喧嘩するほど/翔+幸

「ゆき〜〜〜ゆきゆき、ゆきちゃーん! 起きて! ゆき! おいこらっ、幸っ! 起きなさい! 起きろっての! 起きろ!! 昼過ぎてるから!! 邪魔だから!!!」
 と、翔が耳元近くで騒ぐので、無意識下の意識に身を任せるように腕を振り上げ、ガッ、と顔面を掴んだ。
「ふぎゃっ!」
 位置取りは完璧。見事に翔は幸の手で、正面から捕獲される。
「うる……っせ〜〜〜んだよ…………休みだろうが…………」
 蛍光灯の明かりを瞼の裏で感じながら、限界まで眠い旨を声色だけで翔に伝える。しかし、そんな程度で諦めたり怯んだりするような男ではないことを、他ならぬ幸が一番知っていた。
 いや、諦めろよそこは。寝かせとけ、俺を。
「離し……な、さいっ!」
 負けじと手首を掴まれて、引っ剥がされる。翔は小柄ではあるが、非力ではない。それこそ今まで、何度も道端で行き倒れた幸を、おぶって家や病院まで運んだ実績がある。喧嘩こそしないが、幸を連れて不良連中を撒ける程度の脚力もあるのだ。

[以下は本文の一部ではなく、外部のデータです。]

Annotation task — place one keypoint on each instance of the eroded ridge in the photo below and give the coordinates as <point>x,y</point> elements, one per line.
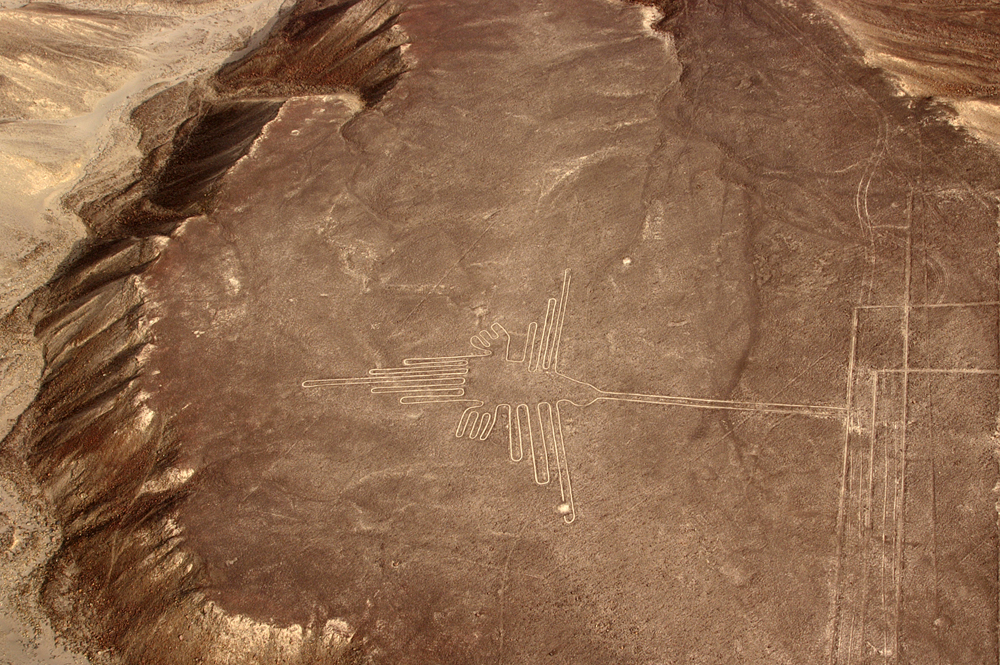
<point>523,391</point>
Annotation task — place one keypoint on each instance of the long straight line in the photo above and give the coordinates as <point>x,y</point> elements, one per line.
<point>982,303</point>
<point>901,515</point>
<point>702,403</point>
<point>842,506</point>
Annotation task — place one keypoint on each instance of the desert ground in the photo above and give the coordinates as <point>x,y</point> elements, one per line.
<point>512,332</point>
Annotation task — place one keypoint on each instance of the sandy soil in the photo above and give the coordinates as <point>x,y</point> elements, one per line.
<point>761,285</point>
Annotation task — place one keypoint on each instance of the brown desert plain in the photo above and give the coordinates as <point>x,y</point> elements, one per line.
<point>510,332</point>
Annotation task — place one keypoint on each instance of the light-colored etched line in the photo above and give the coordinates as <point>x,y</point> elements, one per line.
<point>524,421</point>
<point>925,370</point>
<point>901,508</point>
<point>424,368</point>
<point>565,489</point>
<point>530,344</point>
<point>510,434</point>
<point>835,609</point>
<point>885,512</point>
<point>418,382</point>
<point>541,435</point>
<point>413,399</point>
<point>465,421</point>
<point>560,321</point>
<point>847,536</point>
<point>422,392</point>
<point>543,346</point>
<point>866,525</point>
<point>873,435</point>
<point>820,411</point>
<point>983,303</point>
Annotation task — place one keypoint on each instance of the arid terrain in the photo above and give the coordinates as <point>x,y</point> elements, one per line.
<point>512,332</point>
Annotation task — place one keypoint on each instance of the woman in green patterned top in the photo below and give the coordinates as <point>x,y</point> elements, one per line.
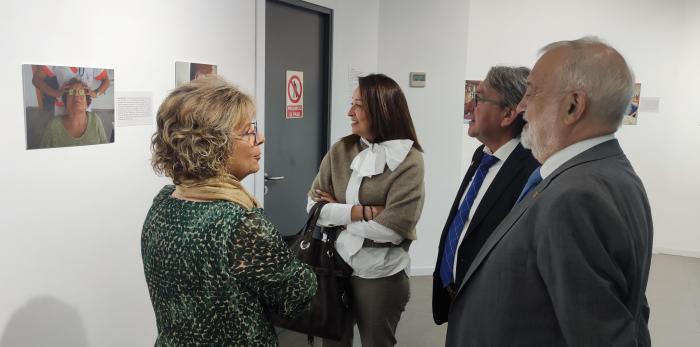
<point>213,263</point>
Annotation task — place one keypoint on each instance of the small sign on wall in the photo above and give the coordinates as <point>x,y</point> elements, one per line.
<point>295,94</point>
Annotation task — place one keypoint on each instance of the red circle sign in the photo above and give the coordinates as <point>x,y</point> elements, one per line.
<point>294,89</point>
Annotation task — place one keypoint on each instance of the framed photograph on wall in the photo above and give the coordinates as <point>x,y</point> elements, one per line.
<point>67,106</point>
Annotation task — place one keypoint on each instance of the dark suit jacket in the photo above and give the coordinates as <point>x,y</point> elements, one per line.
<point>496,203</point>
<point>568,266</point>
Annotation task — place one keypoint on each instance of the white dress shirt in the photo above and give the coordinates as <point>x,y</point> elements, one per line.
<point>502,154</point>
<point>559,158</point>
<point>367,262</point>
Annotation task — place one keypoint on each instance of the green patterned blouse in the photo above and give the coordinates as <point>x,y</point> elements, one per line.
<point>212,266</point>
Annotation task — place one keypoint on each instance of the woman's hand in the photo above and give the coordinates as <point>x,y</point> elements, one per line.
<point>320,195</point>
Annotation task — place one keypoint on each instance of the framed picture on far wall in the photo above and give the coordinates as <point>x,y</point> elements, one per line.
<point>631,116</point>
<point>185,72</point>
<point>469,92</point>
<point>66,106</point>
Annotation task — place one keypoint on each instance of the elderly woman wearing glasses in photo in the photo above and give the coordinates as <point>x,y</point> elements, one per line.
<point>78,126</point>
<point>212,260</point>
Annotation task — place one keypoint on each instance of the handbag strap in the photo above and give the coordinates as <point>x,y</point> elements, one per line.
<point>311,220</point>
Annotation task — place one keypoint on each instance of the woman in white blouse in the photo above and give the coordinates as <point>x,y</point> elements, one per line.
<point>373,183</point>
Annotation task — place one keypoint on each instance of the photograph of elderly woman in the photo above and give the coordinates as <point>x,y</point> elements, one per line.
<point>185,72</point>
<point>68,106</point>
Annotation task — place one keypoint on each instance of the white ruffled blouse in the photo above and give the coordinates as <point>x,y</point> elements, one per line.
<point>368,262</point>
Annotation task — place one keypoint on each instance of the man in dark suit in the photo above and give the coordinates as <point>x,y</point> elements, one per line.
<point>569,264</point>
<point>497,174</point>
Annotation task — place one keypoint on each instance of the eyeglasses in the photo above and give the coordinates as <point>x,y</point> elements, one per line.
<point>78,92</point>
<point>251,134</point>
<point>477,99</point>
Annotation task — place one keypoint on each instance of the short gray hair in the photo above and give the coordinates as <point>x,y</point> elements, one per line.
<point>601,71</point>
<point>510,82</point>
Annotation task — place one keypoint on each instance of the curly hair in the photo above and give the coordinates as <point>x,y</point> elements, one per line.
<point>195,129</point>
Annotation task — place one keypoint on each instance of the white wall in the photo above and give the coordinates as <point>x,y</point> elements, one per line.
<point>660,41</point>
<point>70,218</point>
<point>428,36</point>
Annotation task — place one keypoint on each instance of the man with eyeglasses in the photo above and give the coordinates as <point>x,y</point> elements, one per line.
<point>498,171</point>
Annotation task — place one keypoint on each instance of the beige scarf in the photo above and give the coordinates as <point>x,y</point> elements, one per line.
<point>227,188</point>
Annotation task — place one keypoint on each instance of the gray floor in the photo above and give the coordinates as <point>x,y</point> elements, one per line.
<point>673,293</point>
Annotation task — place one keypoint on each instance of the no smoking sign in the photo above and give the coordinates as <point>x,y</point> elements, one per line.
<point>295,94</point>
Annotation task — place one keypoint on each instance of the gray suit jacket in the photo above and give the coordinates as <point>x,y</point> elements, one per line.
<point>567,267</point>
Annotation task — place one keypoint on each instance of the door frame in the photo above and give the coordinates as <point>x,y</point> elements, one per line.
<point>259,177</point>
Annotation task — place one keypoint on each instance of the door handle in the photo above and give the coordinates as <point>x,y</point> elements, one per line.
<point>277,178</point>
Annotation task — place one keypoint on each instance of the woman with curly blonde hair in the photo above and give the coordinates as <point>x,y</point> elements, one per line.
<point>212,260</point>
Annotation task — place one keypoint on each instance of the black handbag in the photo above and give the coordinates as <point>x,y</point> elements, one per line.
<point>330,307</point>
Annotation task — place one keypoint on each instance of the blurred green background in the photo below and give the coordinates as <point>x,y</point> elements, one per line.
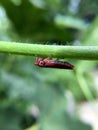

 昨日も、そのお陰で――幸にとってはその〝せい〟で――あわやリンチ、という危機を回避した。幸はその事実が不満で不服でどうしようもなく、連れ帰られた翔の家で、ふて寝を決め込んでからの、朝だ。翔の部屋のベッドは、マットが硬めで幸好みだった。
 それなのに。 
「いいから起きなさい! 今日は晴天、洗濯日和! ベッドのシーツ替えるから!!」
 掴まれたままだった腕をぐいと手前に引かれ、無理やり上半身を起こされたかと思えば、脇下に腕を突っ込まれた。羽交い締めみたいな体勢で、ベッドからずりおろされる。
 そのままずるずると引きずられてリビングにポイと捨てられて、いよいよ幸の機嫌は地の底まで下がった。いくらラグの上とはいえ、床暖房が切られたフローリングは、あまりに冷たい。流石の幸も、寝そべったままでいては体温を奪われ過ぎてしまう。暖房は入っているが換気の為か窓という窓が開いていて、なんの意味もなかった。
 本日、日曜日。翔の両親は、日曜日必ずデートをする仲良し夫婦だそうで、午後一時手前の時点で、不在。
「今日はバレンタインだからね。朝っぱらから出かける準備して、超有名なレストランのランチ食べに行ったよ〜。半年前から予約してたんだってさ」
 シーツを洗濯機に放り込み終えた翔が、いつの間にか幸の傍に立っていた。両手にはグレーのマグカップを二つ携えていて、ローテーブルに静かに置かれる。
「ってことで、カフェモカ。飲みな」
「……」
 何が「ってことで」なのか。
 のっそりと起き上がり、マグカップを中を覗き込む。生クリームとチョコソースがたっぷりとトッピングされていて、ああなるほど、バレンタイン。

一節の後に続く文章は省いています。